In my collection of "old things", I have a very neatly proportioned, neatly detailed, and neatly built yellow/oxide wood-model, wood-prototype house car from the 1950's, North American Despatch NADX 6002- assigned to Pacific Egg Producers. The sides are so-so monotone silk screened, and insofar as I can actually read the building date, it looks like 2/27 or -9. The flush doors have two hinges only, and the roof is radial, with definite eaves all around. Although it otherwise looks like a reefer, there are in fact no ice hatches. There are instead neatly modeled lateral running boards with single longitudinal (vs. angled) grabs.
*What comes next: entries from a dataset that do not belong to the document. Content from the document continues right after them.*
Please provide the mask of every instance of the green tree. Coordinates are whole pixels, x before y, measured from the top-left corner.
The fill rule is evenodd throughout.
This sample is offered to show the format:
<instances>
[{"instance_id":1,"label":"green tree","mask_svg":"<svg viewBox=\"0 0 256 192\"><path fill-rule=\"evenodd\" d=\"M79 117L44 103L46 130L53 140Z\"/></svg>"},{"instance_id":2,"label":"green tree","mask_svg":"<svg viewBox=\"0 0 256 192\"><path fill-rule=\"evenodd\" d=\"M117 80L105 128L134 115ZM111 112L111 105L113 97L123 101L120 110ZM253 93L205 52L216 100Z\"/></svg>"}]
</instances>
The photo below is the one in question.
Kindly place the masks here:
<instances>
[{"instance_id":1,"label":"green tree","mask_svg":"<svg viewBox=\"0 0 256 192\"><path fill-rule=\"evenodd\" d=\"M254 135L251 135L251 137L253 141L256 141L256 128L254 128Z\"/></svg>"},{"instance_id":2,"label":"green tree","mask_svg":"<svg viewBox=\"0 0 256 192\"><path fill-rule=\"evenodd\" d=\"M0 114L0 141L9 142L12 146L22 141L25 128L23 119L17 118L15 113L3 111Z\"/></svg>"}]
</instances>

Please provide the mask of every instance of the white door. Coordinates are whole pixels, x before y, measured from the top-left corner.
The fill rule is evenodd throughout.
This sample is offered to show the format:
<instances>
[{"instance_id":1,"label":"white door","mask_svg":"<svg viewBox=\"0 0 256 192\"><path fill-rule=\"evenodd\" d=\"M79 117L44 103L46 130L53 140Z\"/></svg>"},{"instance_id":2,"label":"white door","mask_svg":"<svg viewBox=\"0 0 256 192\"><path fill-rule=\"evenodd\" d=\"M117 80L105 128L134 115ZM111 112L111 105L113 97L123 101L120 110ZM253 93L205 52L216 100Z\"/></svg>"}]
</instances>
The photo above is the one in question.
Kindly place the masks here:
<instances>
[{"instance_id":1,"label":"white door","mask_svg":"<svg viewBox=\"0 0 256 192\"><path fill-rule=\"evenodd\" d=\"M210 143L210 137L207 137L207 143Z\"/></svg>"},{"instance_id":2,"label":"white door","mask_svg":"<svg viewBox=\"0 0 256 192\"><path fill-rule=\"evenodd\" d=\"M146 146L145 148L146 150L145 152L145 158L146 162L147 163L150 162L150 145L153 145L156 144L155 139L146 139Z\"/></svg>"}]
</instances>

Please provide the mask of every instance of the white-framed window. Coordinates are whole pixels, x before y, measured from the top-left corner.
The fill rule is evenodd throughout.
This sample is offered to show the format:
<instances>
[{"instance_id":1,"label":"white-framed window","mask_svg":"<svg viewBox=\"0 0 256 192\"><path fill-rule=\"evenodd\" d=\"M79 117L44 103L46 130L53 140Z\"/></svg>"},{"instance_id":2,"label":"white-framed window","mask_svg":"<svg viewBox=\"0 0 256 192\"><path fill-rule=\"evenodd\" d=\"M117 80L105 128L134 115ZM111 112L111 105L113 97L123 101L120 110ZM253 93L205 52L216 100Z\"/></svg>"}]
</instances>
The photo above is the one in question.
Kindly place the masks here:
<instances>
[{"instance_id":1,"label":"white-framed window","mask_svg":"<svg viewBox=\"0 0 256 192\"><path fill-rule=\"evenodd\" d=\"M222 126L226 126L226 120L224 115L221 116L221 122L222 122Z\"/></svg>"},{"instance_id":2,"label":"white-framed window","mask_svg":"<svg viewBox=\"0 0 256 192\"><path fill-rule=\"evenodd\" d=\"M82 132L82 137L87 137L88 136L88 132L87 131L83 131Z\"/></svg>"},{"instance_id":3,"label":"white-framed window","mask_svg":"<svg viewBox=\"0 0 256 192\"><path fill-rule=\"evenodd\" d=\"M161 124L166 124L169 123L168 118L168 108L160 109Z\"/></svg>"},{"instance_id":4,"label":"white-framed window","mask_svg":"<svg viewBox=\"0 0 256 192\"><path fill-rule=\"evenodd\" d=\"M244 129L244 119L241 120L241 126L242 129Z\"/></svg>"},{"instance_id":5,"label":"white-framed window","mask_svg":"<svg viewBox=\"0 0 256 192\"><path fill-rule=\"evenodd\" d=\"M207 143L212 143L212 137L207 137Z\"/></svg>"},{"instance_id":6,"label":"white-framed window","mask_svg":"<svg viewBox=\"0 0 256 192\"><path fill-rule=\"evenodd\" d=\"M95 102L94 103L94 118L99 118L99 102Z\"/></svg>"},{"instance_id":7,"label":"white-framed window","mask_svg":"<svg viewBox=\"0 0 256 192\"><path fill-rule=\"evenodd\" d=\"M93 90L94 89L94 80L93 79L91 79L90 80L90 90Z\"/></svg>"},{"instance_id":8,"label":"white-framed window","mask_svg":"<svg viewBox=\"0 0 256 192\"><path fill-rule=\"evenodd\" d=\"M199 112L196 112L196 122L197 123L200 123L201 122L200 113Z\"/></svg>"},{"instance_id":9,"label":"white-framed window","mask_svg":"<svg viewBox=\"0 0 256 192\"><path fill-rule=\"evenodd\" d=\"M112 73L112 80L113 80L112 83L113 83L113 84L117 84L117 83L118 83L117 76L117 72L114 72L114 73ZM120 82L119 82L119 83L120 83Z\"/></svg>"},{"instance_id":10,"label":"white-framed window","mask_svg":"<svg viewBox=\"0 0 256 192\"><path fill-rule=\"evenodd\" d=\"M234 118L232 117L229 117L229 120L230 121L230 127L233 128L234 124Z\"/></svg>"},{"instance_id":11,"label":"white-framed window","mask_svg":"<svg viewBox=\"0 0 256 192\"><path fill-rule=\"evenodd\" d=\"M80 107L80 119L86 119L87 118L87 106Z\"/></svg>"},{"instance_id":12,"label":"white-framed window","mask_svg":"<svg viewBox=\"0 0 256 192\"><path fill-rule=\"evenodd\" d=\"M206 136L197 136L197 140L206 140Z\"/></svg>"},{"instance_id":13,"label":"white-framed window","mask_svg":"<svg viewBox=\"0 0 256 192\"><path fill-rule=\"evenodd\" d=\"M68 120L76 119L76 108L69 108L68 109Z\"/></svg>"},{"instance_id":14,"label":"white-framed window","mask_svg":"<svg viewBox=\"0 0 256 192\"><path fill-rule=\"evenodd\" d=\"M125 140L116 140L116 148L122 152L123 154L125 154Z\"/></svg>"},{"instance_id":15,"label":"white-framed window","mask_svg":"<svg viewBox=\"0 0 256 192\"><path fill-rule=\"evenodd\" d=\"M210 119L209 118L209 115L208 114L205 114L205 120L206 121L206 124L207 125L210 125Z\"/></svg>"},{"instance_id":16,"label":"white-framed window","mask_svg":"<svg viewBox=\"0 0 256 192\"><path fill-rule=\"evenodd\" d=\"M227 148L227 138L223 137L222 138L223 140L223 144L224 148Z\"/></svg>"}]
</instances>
The hand brake is horizontal, and there is an AB brake system.
As a model, it has many characteristics typical of Silver Streak. However, the radial roof and the fabricated wood underframe gives it away. The original early Kadee couplers belie the model's '50s origins. The trucks are early sprung MDC (not bad).
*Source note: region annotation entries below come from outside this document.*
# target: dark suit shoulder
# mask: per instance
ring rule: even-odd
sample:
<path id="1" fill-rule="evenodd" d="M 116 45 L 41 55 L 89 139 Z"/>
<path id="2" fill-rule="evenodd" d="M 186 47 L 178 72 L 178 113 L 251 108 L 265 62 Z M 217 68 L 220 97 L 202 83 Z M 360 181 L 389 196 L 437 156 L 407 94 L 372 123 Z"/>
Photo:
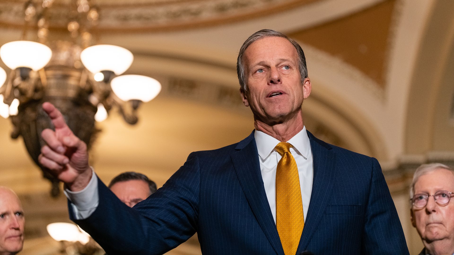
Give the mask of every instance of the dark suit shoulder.
<path id="1" fill-rule="evenodd" d="M 312 134 L 310 132 L 307 131 L 309 138 L 313 142 L 316 143 L 320 146 L 324 147 L 328 150 L 332 150 L 333 152 L 338 155 L 347 157 L 353 157 L 356 159 L 364 160 L 370 160 L 372 158 L 369 156 L 361 154 L 358 152 L 353 152 L 341 147 L 336 146 L 326 142 L 320 140 Z"/>

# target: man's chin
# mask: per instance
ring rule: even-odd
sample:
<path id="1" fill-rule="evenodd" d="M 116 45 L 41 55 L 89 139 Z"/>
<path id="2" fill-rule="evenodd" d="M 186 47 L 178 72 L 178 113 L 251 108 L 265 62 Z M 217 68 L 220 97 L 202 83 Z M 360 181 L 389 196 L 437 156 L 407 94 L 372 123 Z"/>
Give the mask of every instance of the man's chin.
<path id="1" fill-rule="evenodd" d="M 22 250 L 23 243 L 22 242 L 19 243 L 11 244 L 6 247 L 6 250 L 11 253 L 19 252 Z"/>
<path id="2" fill-rule="evenodd" d="M 425 238 L 424 239 L 429 243 L 442 240 L 448 237 L 448 235 L 446 235 L 446 233 L 438 229 L 426 230 L 425 234 Z"/>

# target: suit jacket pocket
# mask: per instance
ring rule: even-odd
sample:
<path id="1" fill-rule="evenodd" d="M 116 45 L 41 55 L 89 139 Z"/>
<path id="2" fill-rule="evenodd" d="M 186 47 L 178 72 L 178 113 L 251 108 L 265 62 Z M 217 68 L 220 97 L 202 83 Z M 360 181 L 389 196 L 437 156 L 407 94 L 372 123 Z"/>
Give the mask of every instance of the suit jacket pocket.
<path id="1" fill-rule="evenodd" d="M 352 214 L 359 215 L 361 212 L 360 205 L 328 205 L 325 214 Z"/>

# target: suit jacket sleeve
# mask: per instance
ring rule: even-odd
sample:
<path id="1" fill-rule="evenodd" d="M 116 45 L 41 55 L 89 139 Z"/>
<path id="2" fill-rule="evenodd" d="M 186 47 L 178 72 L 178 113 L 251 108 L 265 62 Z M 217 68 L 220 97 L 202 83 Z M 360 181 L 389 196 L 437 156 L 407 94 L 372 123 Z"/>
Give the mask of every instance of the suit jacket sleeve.
<path id="1" fill-rule="evenodd" d="M 408 255 L 404 231 L 378 161 L 373 165 L 365 208 L 362 253 Z"/>
<path id="2" fill-rule="evenodd" d="M 88 218 L 70 217 L 108 254 L 162 254 L 197 230 L 200 186 L 198 160 L 194 153 L 163 187 L 130 208 L 98 180 L 99 204 Z"/>

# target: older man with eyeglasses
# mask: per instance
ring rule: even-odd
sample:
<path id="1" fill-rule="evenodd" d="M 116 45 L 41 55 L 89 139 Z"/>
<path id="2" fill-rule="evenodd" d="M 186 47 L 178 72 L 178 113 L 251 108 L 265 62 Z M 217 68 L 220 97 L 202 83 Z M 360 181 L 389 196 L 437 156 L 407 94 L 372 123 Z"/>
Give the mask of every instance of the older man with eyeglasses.
<path id="1" fill-rule="evenodd" d="M 410 190 L 410 219 L 424 248 L 419 255 L 454 255 L 454 170 L 443 164 L 421 165 Z"/>

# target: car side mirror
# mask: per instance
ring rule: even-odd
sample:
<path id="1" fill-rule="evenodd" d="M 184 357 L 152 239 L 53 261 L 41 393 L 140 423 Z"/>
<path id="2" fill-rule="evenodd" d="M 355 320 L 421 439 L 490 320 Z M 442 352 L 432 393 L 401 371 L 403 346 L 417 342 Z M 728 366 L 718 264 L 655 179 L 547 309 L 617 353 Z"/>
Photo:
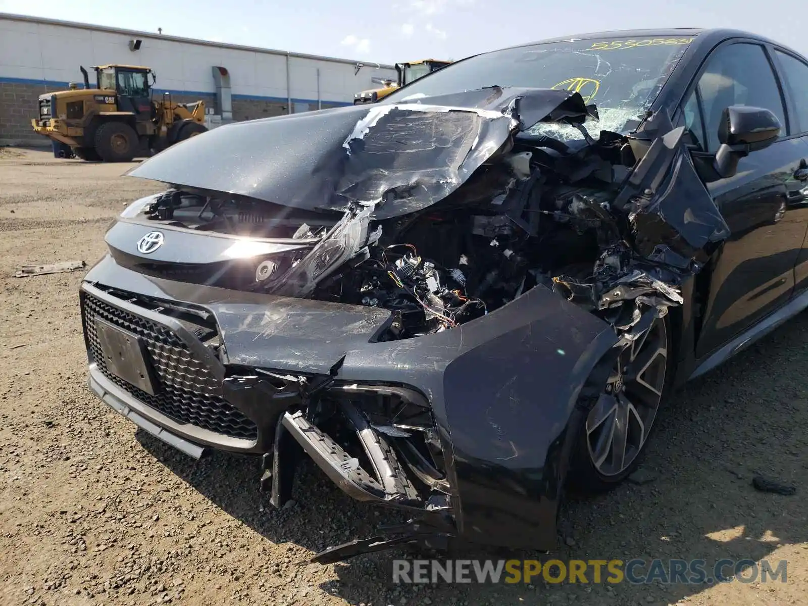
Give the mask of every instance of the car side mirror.
<path id="1" fill-rule="evenodd" d="M 780 120 L 763 107 L 730 105 L 721 115 L 718 141 L 721 147 L 713 163 L 722 178 L 733 176 L 738 171 L 738 162 L 750 152 L 771 145 L 780 137 Z"/>

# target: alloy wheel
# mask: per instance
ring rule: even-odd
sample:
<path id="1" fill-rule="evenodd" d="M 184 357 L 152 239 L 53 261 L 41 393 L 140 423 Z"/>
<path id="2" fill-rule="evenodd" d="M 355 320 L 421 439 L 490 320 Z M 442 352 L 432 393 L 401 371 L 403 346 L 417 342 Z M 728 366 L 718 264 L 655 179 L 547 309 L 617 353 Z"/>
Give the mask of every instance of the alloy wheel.
<path id="1" fill-rule="evenodd" d="M 601 475 L 619 475 L 640 453 L 659 408 L 667 368 L 667 332 L 656 318 L 621 351 L 587 417 L 589 456 Z"/>

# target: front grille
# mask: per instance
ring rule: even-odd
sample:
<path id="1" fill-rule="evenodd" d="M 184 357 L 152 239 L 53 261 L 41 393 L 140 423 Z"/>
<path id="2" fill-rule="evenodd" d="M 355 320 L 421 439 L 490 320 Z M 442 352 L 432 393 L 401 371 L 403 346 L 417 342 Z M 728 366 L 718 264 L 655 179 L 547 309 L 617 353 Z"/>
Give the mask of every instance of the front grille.
<path id="1" fill-rule="evenodd" d="M 82 313 L 90 353 L 99 370 L 109 381 L 144 404 L 179 423 L 234 438 L 258 438 L 255 423 L 225 401 L 221 386 L 210 369 L 195 358 L 171 330 L 86 292 L 82 298 Z M 95 318 L 120 326 L 144 339 L 160 380 L 160 389 L 155 389 L 156 395 L 146 393 L 107 368 L 96 333 Z"/>

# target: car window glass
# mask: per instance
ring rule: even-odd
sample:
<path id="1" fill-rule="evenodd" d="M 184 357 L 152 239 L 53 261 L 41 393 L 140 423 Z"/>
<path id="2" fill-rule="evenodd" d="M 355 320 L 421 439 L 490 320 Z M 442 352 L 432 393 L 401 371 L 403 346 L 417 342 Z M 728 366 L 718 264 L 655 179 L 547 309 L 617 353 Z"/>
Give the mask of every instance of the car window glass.
<path id="1" fill-rule="evenodd" d="M 718 149 L 718 124 L 722 112 L 730 105 L 748 105 L 771 111 L 780 120 L 781 133 L 785 134 L 782 99 L 762 46 L 735 44 L 719 48 L 708 58 L 698 87 L 710 152 Z"/>
<path id="2" fill-rule="evenodd" d="M 698 147 L 701 151 L 707 149 L 704 141 L 704 121 L 701 119 L 701 111 L 699 109 L 699 99 L 694 90 L 690 93 L 687 103 L 682 108 L 682 115 L 684 120 L 684 128 L 688 137 L 690 137 L 689 143 Z"/>
<path id="3" fill-rule="evenodd" d="M 805 133 L 808 131 L 808 65 L 785 53 L 776 53 L 794 100 L 793 117 L 797 124 L 792 127 L 792 132 Z"/>
<path id="4" fill-rule="evenodd" d="M 553 88 L 578 92 L 597 106 L 600 120 L 584 124 L 592 137 L 601 130 L 629 133 L 641 123 L 692 40 L 689 36 L 618 37 L 504 48 L 447 65 L 381 103 L 427 103 L 423 98 L 486 89 L 494 95 L 498 87 Z M 537 124 L 531 133 L 561 141 L 583 138 L 578 128 L 557 124 Z"/>

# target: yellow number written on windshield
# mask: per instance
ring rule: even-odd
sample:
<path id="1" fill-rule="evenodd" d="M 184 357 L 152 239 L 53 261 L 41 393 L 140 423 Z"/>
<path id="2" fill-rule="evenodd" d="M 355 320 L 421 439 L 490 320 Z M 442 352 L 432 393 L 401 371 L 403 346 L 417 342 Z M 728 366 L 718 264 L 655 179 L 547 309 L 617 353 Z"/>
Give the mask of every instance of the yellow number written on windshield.
<path id="1" fill-rule="evenodd" d="M 594 42 L 588 50 L 617 50 L 618 48 L 639 48 L 643 46 L 676 46 L 689 44 L 692 38 L 646 38 L 645 40 L 614 40 Z"/>

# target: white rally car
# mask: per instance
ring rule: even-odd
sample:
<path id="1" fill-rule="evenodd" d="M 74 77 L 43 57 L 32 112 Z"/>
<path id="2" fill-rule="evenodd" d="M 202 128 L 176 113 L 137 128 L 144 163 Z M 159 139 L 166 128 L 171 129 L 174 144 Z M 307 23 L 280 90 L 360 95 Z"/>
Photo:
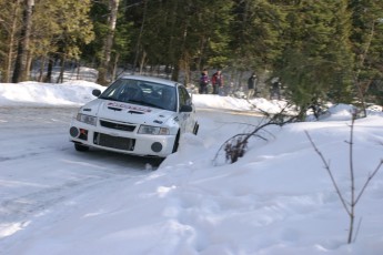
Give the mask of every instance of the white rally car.
<path id="1" fill-rule="evenodd" d="M 128 75 L 92 93 L 98 99 L 83 105 L 70 125 L 77 151 L 167 157 L 183 133 L 198 132 L 192 95 L 178 82 Z"/>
I have been guessing that this model is a Suydam product, but do not know for sure.
What might anyone know of the prototype? Mather? Were eggs shipped in ventilated, insulated, but not refrigerated cars?
NADX series 6000-6399 (only a small number of cars in the series would have been assigned to PEP, of course). Built in 1927 at the Hegewisch, IL, plant of the Pressed Steel Car Co. PSC built many reefers for North American in the 1920s, most of them with four large door hinges on each side rather than the more common arrangement of six hinges. I have a photo of NADX 6039 built in 7-27 and painted and lettered for PEP service and will send you a scan off-list. The prototype cars had outside wood roofs (definitely NOT radial), ice bunkers with wood hatch covers, and fishbelly steel center sills. Air brakes were KC and would not have been converted to AB before the 1938 deadline that outlawed leased reefers with billboard paint and lettering. In short, the model strays rather far from being an accurate replica of the prototype.